SLV Ecosystem Council files civil suit
against U.S. Forest Service
Conservation groups, including the San Luis Valley Ecosystem Council, filed two lawsuits in the U.S. District Court Monday against the U.S. Forest Service over its newly revised land management plan for the Rio Grande National Forest.
In a news release, Western Environmental Law Center said the lawsuitfiled by The Wilderness Society, the San Luis Valley Ecosystem Council, San Juan Citizens Alliance, WildEarth Guardians, and the Western Environmental Law Center challenges the forest plan’s failure to adequately protect habitat for species, including the Uncompahgre fritillary butterfly or to regulate recreational uses appropriately.
Alamosa Citizen reached out to the Rio Grande National Forest Service for comment but was unable to reach a spokesperson. The U.S. Forest Service updated its Rio Grande National Forest Land Management Plan in May 2020.
“This plan encourages a crisis-management response,” said Christine Canaly, director of the San Luis Valley Ecosystem Council. “After years of public meeting participation, providing substantive comments and reviewing hundreds of letters from concerned citizens – who clearly support the management of healthy forests, ecosystem services, and protection of critical habitat – the Final Forest Plan instead renders a hands-off approach, abdicating responsibility for providing upfront baseline analysis. Standards and guidelines have been removed, leading to less comprehensive, more reactive decision making.”
The Citizen will continue to follow up on this story as it develops in the U.S. District Court of Colorado.
Center benefitting from Colorado
Department of Local Affairs grants
The Town of Center continues its downtown revitalization efforts and its North 90 Addition, with assistance from the Colorado Department of Local Affairs and a national team of urban planners.

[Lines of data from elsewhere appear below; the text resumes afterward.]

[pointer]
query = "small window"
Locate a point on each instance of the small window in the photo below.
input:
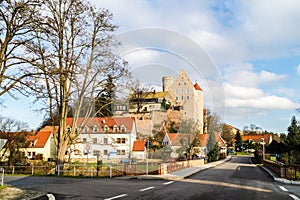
(105, 140)
(105, 128)
(95, 140)
(123, 128)
(105, 152)
(115, 128)
(96, 152)
(95, 129)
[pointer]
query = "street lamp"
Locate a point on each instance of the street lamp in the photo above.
(263, 143)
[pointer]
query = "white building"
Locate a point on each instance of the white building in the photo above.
(103, 138)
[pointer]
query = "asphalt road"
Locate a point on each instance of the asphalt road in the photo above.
(236, 179)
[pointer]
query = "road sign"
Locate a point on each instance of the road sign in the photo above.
(2, 143)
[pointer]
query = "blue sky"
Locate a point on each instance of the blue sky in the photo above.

The Colorado Department of Local Affairs awarded Center $20,000 as a planning grant for its North 90 Addition, an effort to develop another 90 acres north of the town. In October the American Planning Association sent its Urban Design and Preservation Rapid Assistance Team to meet with Center Town Manager Brian Lujan and other community development and planning professionals from around the San Luis Valley. The group during the visit created a sample land use map for the North 90 Addition to accommodate Center’s need for residential, commercial, public, and industrial space. The planners also worked on a plan for how to further enhance Center’s existing downtown and how to connect to the new development north.
“Center will continue to be very active about determining its own future,” Lujan said in the town’s newsletter.
Center was also awarded $114,588 for storefront and energy improvements of five businesses in its downtown. Center was one of 13 communities selected out of 48 applicants from around the state to receive the Main Street Open for Business Grant from Colorado’s Department of Local Affairs. The program offered grant money to private businesses in the historic downtown district of a town to improve their appearance and/or energy efficiency. The improvements to the selected downtown businesses include new exterior paint, upgraded windows, new signage, energy efficient lighting, and improved roofing.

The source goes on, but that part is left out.